Struggle, even on a small scale, can start to challenge the sense of powerlessness and the under-confidence that the system fosters. Fighting against any aspect of this situation is a way to challenge the common sense ideas of subordination and acceptance. Through actually fighting, we gain confidence and get a taste of our collective strength.

Our strength

British historian Lord Acton famously wrote, “All power tends to corrupt; absolute power corrupts absolutely.” But we can see that it is the majority of humanity’s lack of power over the working of the world that is the problem.

For all its ills, capitalism has, for the first time in history, laid the basis for a truly democratic society. The world is already run through the cooperative labour of the working class. The conditions of existence of workers push them towards fighting for a world in which their labouring activity is liberated from the oppressive constraints imposed by capitalism.

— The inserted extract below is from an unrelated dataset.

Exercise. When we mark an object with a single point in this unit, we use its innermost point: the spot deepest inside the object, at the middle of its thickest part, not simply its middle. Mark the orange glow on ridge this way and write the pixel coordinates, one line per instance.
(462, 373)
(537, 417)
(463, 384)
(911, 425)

They have constantly to unite to defend their livelihoods against attacks from the capitalists. Here, the working class’s greatest power lies in its collective capacity not to work. When labour stops, the lights go out and the phones stop working. Most importantly, the lifeblood of the capitalists, profit, is stemmed.

Getting to this situation is not an automatic process. If it were, capitalism would be long gone. Workers not only have to struggle collectively (you can’t go on strike by yourself); they have to choose to struggle. Unlike the mostly unconscious cooperation that occurs in the tapestry of global labour, the cooperation of workers in the struggle against the system is by necessity a conscious and democratic process.

Workers’ struggle therefore has both a negative and a positive aspect. Negative in the sense that the class can paralyse the existing order simply by doing nothing. Positive in that through doing this, it creates the conditions for a new society based on democratic control of the workplace. Only the working class can wrest economic power away from the capitalist class. No other social force has this capacity.


Revolutions are the product of the system. They repeatedly break out because capitalism cannot meet the needs of the majority of the population. They are transformative events that give us a glimpse of the human potential that is buried under the weight of capitalist oppression. The Egyptian revolution in 2011 provides one small example. Once the revolution was under way, thousands spontaneously began sweeping the streets and cleaning up the neighbourhoods around the mass demonstrations. One journalist observed:

“This feeling of Egyptian pride is contagious as people are encouraging others to come outside with brooms and bags, voluntarily cleaning the streets. Muslim women have been taking their scarf pins to help attach ‘Keep Egypt Clean’ signs to men’s shirts; men themselves embrace one another with smiles, with hope and a love for the maintenance and environment of their country.”

Street-sweeping might seem just a curiosity. But it illustrates a broader phenomenon. The mass of the population wanted to “cleanse” their society of the corruption and decay of dictatorship. As they realised their power, the cleansing process began to spread to all areas of life. There was a newfound sense of ownership felt by masses of people who were ordinarily denied a say over how their city was run. This translated into a newfound sense of respect for themselves and their environment. People wanted to show their neighbours – and the world – that they could make their city and their lives far better if they had real control.

This is the sort of transformation Marx had in mind when he wrote: “Revolution is necessary not only because the ruling class cannot be overthrown in any other way. But because the class overthrowing it can only in a revolution succeed in ridding itself of all the muck of ages and become fitted to found society anew”. The experience of revolution, of shared struggle, transforms the participants.

At those moments the hold of money and the drudgery of everyday life are shattered. And if the challenge is powerful enough, it can break down all the pillars of the capitalists’ rule. Labour can be liberated both from the oppression of the ruling class and from its domination by the objects of its toil. When that happens, the working class can lay its own claim on the world that it has created through its labour.